A knowledge-free path planning approach for smart ships based on reinforcement learning

Chen Chen,Xian-Qiao Chen,Feng Ma,Xiao-Jun Zeng,Jin Wang
DOI: https://doi.org/10.1016/j.oceaneng.2019.106299
IF: 5
2019-10-01
Ocean Engineering
Abstract:The autonomous navigation of smart ships needs to meet their huge inertia and obey existing complex rules. A smart ship has to realise autonomous driving instead of manual operation, which consists of path planning and controlling. Toward to this goal, this research proposes a path planning and manipulating approach based on Q-learning, which can drive a cargo ship by itself without requiring any input from human experiences. At the very beginning, a ship is modelled with the Nomoto model in a simulation waterway. Then, distances, obstacles and prohibited areas are regularized as rewards or punishments, which are used to judge the performance, or manipulation decisions of the ship. Subsequently, Q-learning is introduced to learn the action–reward model and the learning outcome is used to manipulate the ship's movement. By chasing higher reward values, the ship can find an appropriate path or navigation strategies by itself. After a sufficient number of rounds of training, a convincing path and manipulating strategies will likely be produced. By comparing the proposed approach with the existing methods, it is shown that this approach is more effective in self-learning and continuous optimisation, and therefore closer to human manoeuvring.
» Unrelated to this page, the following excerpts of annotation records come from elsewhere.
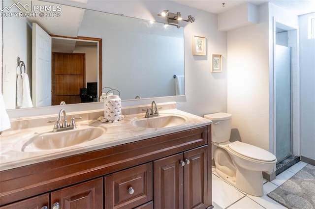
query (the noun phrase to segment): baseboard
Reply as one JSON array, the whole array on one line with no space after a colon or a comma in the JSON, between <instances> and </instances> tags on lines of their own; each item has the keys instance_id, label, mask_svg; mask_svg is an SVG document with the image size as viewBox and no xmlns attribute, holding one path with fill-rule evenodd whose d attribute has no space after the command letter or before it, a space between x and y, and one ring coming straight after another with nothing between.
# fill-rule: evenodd
<instances>
[{"instance_id":1,"label":"baseboard","mask_svg":"<svg viewBox=\"0 0 315 209\"><path fill-rule=\"evenodd\" d=\"M271 182L272 180L276 179L276 172L274 171L271 173L268 173L265 171L263 171L262 178L268 182Z\"/></svg>"},{"instance_id":2,"label":"baseboard","mask_svg":"<svg viewBox=\"0 0 315 209\"><path fill-rule=\"evenodd\" d=\"M276 168L276 176L286 170L290 167L300 160L300 157L298 156L290 156L281 162L277 163Z\"/></svg>"},{"instance_id":3,"label":"baseboard","mask_svg":"<svg viewBox=\"0 0 315 209\"><path fill-rule=\"evenodd\" d=\"M301 156L301 161L315 166L315 159L311 159L304 156Z\"/></svg>"}]
</instances>

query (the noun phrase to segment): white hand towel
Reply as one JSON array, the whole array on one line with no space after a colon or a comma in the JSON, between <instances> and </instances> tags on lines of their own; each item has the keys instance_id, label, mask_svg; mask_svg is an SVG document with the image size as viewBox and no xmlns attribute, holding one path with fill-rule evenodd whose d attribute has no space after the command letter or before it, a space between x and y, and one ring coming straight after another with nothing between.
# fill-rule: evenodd
<instances>
[{"instance_id":1,"label":"white hand towel","mask_svg":"<svg viewBox=\"0 0 315 209\"><path fill-rule=\"evenodd\" d=\"M29 76L26 73L22 73L23 92L22 94L22 108L32 107L33 104L31 99L30 92L30 80Z\"/></svg>"},{"instance_id":2,"label":"white hand towel","mask_svg":"<svg viewBox=\"0 0 315 209\"><path fill-rule=\"evenodd\" d=\"M20 67L17 68L17 78L16 79L16 105L21 107L22 105L22 95L23 93L23 84L22 76L20 73Z\"/></svg>"},{"instance_id":3,"label":"white hand towel","mask_svg":"<svg viewBox=\"0 0 315 209\"><path fill-rule=\"evenodd\" d=\"M177 76L175 78L175 95L184 95L185 76Z\"/></svg>"},{"instance_id":4,"label":"white hand towel","mask_svg":"<svg viewBox=\"0 0 315 209\"><path fill-rule=\"evenodd\" d=\"M2 93L0 93L0 131L6 130L10 128L10 119L5 110L3 98Z\"/></svg>"}]
</instances>

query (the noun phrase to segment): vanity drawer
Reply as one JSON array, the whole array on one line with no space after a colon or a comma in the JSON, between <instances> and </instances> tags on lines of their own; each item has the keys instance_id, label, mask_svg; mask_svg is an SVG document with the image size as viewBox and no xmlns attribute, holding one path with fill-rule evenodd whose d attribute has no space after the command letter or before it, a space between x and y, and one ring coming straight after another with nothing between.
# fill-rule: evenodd
<instances>
[{"instance_id":1,"label":"vanity drawer","mask_svg":"<svg viewBox=\"0 0 315 209\"><path fill-rule=\"evenodd\" d=\"M105 209L133 208L153 199L152 163L105 177Z\"/></svg>"}]
</instances>

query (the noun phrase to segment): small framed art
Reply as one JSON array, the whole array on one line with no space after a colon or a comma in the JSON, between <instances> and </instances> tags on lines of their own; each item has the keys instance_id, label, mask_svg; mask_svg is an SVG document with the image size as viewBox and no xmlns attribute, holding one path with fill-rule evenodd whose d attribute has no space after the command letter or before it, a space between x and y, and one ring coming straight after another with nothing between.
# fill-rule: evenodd
<instances>
[{"instance_id":1,"label":"small framed art","mask_svg":"<svg viewBox=\"0 0 315 209\"><path fill-rule=\"evenodd\" d=\"M211 72L222 72L222 55L212 54Z\"/></svg>"},{"instance_id":2,"label":"small framed art","mask_svg":"<svg viewBox=\"0 0 315 209\"><path fill-rule=\"evenodd\" d=\"M193 36L192 41L192 55L206 55L206 37Z\"/></svg>"}]
</instances>

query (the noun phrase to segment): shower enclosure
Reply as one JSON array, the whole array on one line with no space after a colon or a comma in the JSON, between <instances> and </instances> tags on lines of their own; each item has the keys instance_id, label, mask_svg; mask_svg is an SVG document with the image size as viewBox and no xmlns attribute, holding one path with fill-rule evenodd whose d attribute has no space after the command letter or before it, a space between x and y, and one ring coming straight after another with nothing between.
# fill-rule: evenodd
<instances>
[{"instance_id":1,"label":"shower enclosure","mask_svg":"<svg viewBox=\"0 0 315 209\"><path fill-rule=\"evenodd\" d=\"M292 155L291 48L276 45L276 157L278 162Z\"/></svg>"}]
</instances>

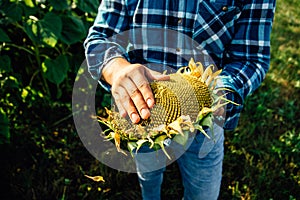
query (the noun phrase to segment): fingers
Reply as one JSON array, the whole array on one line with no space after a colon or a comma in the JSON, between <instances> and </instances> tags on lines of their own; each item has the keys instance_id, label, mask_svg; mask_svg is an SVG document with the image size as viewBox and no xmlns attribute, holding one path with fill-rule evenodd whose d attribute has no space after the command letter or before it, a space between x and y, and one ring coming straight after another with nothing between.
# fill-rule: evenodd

engineering, civil, ocean, marine,oceanography
What problem does this paper attempt to address?
The problem that this paper attempts to solve is the path planning problem in intelligent ship autonomous navigation. Specifically, the paper focuses on how to use reinforcement learning methods (especially Q - learning) to achieve the autonomous driving of cargo ships without the input of human experience. This includes two parts: path planning and control, aiming to meet the requirements of the huge inertia of cargo ships and complex navigation rules, while overcoming challenges such as dynamic environments, insufficient power and perceptual uncertainty. Traditional path planning methods such as A* algorithm, artificial potential field method (APF), rapidly - exploring random tree (RRT), etc., although perform well in land robots, are often not suitable for the navigation requirements considering the dynamic characteristics of cargo ships. Therefore, the paper proposes a path planning method based on Q - learning. Through a large number of trainings in the simulated environment, the intelligent ship can autonomously find a suitable path or navigation strategy, thereby achieving autonomous navigation closer to human - operated intelligence.